Depending on the brand, you will see these products labeled as a Sound Base, Speaker Base, Sound Plate, Wave Base, Sound Stand, etc.

However, although they are designed and marketed to be used with TVs, you can also use these systems to get better sound for your video projector, in lieu of a full surround sound speaker setup.

The way this works is that instead of setting a TV on top of the under-TV Audio System, set your video projector on top of it instead.

What You Need

You need a video projector, an audio/video source device(s), such as Blu-ray or DVD player, Cable/satellite box, or Media streamer that has video outputs, such as HDMI, component, or composite, and both digital optical and analog stereo audio outputs.

Then, of course, you need an under-TV audio system that also has a set of analog stereo and digital optical inputs.

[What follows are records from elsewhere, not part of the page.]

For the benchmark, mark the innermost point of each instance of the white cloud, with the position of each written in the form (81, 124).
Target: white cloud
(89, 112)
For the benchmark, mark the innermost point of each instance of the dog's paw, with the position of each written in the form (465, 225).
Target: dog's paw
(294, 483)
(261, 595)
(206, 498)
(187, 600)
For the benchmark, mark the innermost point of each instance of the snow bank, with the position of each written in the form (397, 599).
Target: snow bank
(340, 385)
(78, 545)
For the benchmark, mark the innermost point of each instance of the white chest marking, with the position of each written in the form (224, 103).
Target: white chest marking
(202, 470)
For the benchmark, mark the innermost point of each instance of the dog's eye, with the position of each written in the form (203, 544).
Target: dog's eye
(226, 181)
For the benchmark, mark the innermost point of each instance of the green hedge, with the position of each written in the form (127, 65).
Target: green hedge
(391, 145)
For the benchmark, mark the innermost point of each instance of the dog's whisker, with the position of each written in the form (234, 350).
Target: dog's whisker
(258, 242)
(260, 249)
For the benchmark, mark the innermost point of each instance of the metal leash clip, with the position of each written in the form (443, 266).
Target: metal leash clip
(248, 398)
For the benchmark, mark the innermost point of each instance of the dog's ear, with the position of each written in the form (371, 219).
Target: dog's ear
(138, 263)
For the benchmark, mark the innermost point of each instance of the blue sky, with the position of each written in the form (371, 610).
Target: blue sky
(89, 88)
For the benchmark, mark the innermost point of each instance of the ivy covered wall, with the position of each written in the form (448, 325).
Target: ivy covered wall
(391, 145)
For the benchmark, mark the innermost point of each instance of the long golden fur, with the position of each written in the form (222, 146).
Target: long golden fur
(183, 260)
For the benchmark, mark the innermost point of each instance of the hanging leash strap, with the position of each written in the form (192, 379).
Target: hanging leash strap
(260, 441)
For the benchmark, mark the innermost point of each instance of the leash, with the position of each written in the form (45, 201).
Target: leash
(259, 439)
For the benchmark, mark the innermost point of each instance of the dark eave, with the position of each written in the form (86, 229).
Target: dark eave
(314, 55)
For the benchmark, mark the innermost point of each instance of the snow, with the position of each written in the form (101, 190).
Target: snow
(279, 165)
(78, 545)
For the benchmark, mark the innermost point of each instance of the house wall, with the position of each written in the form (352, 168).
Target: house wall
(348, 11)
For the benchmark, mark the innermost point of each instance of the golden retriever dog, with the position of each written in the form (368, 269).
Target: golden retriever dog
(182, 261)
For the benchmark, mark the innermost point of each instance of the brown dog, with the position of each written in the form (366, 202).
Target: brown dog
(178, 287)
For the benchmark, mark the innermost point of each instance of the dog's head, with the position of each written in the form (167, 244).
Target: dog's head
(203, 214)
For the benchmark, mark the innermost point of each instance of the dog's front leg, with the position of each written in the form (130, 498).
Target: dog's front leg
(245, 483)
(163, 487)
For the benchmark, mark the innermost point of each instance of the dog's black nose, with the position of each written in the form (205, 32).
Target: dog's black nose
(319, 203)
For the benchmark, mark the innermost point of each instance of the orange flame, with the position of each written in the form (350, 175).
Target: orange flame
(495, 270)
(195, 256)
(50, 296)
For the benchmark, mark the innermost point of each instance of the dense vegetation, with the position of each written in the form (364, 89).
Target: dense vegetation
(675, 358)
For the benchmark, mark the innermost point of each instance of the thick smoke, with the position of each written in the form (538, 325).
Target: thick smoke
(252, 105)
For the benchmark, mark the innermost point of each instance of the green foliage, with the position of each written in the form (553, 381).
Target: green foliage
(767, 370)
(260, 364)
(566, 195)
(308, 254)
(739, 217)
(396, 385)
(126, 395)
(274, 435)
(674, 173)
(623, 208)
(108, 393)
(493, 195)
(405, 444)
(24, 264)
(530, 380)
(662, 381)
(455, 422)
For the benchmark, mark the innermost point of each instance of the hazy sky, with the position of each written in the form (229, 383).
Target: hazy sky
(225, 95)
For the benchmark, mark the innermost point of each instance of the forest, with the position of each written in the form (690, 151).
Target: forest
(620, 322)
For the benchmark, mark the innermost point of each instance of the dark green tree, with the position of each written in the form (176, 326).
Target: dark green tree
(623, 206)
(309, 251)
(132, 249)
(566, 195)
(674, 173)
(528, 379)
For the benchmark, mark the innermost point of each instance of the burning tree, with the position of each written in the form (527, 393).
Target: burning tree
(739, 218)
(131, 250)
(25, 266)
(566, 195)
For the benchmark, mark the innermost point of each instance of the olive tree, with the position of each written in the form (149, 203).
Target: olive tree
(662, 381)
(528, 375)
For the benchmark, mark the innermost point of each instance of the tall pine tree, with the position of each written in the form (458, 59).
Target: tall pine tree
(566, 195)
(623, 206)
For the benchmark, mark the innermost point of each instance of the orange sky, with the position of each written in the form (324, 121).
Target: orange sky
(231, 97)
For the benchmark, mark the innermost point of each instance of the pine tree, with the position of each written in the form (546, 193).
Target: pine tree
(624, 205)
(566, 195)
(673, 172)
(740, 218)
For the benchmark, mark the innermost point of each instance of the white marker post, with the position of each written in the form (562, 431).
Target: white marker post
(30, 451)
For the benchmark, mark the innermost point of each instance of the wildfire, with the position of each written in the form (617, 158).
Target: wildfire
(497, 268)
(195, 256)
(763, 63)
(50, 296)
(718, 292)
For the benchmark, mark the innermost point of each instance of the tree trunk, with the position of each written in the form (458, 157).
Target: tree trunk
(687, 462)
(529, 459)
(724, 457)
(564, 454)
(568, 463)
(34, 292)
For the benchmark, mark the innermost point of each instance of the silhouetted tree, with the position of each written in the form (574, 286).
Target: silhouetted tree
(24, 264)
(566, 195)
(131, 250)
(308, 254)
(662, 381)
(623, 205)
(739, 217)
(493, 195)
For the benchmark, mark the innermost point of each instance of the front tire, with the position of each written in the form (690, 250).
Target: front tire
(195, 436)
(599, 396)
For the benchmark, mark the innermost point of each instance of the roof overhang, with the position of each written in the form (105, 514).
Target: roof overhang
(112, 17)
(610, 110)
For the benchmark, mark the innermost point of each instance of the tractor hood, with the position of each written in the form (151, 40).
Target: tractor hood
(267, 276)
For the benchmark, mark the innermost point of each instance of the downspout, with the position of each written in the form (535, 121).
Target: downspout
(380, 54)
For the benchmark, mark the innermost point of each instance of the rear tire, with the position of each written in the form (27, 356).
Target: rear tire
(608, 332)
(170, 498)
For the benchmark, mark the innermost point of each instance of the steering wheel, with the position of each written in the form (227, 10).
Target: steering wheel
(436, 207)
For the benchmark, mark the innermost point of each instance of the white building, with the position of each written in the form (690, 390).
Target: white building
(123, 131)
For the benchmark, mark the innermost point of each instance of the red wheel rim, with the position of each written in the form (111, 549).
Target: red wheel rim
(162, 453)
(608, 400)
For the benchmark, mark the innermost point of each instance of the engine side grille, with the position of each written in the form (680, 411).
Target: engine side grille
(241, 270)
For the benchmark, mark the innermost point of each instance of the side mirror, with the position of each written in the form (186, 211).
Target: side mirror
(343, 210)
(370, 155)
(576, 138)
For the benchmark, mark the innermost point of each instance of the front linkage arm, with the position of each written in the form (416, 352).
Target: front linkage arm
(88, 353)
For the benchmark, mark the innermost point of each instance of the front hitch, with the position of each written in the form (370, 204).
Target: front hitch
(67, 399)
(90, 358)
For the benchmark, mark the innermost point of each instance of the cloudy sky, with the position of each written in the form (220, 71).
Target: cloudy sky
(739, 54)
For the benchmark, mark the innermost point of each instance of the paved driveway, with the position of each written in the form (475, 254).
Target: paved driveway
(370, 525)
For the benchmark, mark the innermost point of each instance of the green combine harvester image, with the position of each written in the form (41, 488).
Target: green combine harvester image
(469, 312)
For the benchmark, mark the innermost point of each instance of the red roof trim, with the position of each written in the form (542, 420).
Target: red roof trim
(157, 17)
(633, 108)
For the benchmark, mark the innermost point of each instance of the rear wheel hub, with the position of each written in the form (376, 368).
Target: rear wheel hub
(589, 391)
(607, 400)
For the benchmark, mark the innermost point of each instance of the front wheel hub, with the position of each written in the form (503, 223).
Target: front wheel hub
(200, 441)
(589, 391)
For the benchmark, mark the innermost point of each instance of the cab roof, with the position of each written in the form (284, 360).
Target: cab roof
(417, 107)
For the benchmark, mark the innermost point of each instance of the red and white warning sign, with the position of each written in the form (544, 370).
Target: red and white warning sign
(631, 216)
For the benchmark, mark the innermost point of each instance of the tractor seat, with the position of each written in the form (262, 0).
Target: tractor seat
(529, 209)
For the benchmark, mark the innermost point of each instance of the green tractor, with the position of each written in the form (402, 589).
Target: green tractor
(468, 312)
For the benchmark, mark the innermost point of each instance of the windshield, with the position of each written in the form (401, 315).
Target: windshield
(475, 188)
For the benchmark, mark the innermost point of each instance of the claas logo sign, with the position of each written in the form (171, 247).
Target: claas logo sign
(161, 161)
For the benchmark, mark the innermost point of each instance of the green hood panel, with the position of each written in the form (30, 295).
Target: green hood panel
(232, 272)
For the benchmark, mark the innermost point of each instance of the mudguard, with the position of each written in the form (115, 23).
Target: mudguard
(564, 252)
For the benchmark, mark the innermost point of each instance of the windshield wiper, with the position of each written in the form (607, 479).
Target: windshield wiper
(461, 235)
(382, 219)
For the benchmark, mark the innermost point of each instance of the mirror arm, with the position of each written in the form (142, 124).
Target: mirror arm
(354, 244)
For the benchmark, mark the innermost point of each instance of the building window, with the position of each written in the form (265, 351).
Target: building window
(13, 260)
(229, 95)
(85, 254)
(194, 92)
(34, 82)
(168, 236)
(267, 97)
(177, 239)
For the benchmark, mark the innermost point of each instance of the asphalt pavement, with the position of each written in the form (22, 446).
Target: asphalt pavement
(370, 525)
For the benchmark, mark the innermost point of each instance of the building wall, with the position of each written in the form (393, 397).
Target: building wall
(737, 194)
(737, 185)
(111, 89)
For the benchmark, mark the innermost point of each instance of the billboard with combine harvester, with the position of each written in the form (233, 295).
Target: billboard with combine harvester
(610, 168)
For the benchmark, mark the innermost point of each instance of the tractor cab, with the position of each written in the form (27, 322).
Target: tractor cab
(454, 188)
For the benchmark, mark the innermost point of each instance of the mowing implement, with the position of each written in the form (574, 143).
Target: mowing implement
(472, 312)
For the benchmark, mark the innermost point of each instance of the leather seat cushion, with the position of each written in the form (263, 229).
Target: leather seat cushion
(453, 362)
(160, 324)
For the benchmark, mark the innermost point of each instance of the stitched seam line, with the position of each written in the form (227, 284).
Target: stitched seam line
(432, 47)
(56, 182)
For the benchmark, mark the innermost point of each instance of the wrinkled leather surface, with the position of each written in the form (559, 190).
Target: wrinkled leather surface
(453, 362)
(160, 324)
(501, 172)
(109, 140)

Of course, you also need a screen, or a suitable white wall, to project your movies or other video content.

How to Set It All Up

Once you have what you need, it is time to connect it all up.

  • Place your video projector on top of the under-TV audio system and place both on a table, moveable low profile rack, or other platform and position the projector/under TV audio system so that it is an optimal distance to your screen or wall.
  • Once you have determined that, the next step is to connect all your source devices to the projector and under-TV audio system.
  • Connect the video output of your source device to your video projector using HDMI (best), component (better), or composite (worst) connections.
  • Next, connect the analog audio outputs from your source device to the under-TV audio system. However, depending on your seating position in relation to the projector and Under TV audio system, you will make the audio connections differently.

Seating Position Changes Your System Setup

If the video projector/under TV setup is in front of your seating position (in other words, between your seating position and the screen), make sure that the front of the under-TV audio system is facing back towards your seating position and simply connect either the analog audio or digital optical output of your source device normally.

However, if your seating position is in front of the video projector/under-TV audio system (in other words your seating position is between the video projector/under-TV audio system and your screen, or more simply, the video projector/under-TV audio system is behind you), then make sure the front of the Under TV audio system is facing the screen.

In order to make sure that the audio soundfield is correct in this setup when you have the front of the under-TV Audio System facing the screen, you also need to make a change in your audio connections between your source device(s) and your under-TV audio system.

Here, you must use the analog audio connections and connect the left channel output of your source device to the right channel input of your under-TV audio system and connect the right channel output of your source device to the left channel input of the under TV audio system. Do not use the digital optical audio connection option in this type of setup.

You are probably asking yourself what's the deal? Why must I connect the audio in this way?

Here is the reason: if you are sitting between the projector/sound system setup (the sound system is behind you), and the sound system is facing the screen, then that means that channels are physically reversed. In other words, the right channel speakers of the under-TV sound system are now facing the left side of the screen and room, and the left channel speakers are now facing the right side of the screen and room.

So, in order for the sound to be projected forward to both the listening position and the screen correctly, you must reverse the physical channels using the analog audio connections, which provide a separate connection for each channel.

This is also why you cannot use the digital optical connection option in this type of setup as both the left and right channels send through a single cable, and are locked in the digital audio bitstream and cannot be reversed unless your under-TV audio system has an audio or stereo reverse switch which is very unlikely (this used to be a feature on stereo receivers years ago, but is now very rare).

Practical Uses

Now that you have "freed" your video projector sound setup from the "burden" of a home theater receiver and all speakers, here are some practical uses in addition to a traditional living room setup.

One option is to use this setup as part of an outdoor entertainment experience, while other options might include party, classroom, or even business use, where an external audio system is desired, but setting up a full surround sound audio system is not practical.

The Bottom Line

A video projector/under-TV audio system combination is not a substitute for the surround sound experience would get from a dedicated 5.1 or 7.1 channel home theater setup. However, for those with limited space, or would like some portability, a video projector paired with a sound base system might be just the solution, especially when you consider that most video projectors do not provide onboard speakers, and those that do are definitely not suited for watching movies.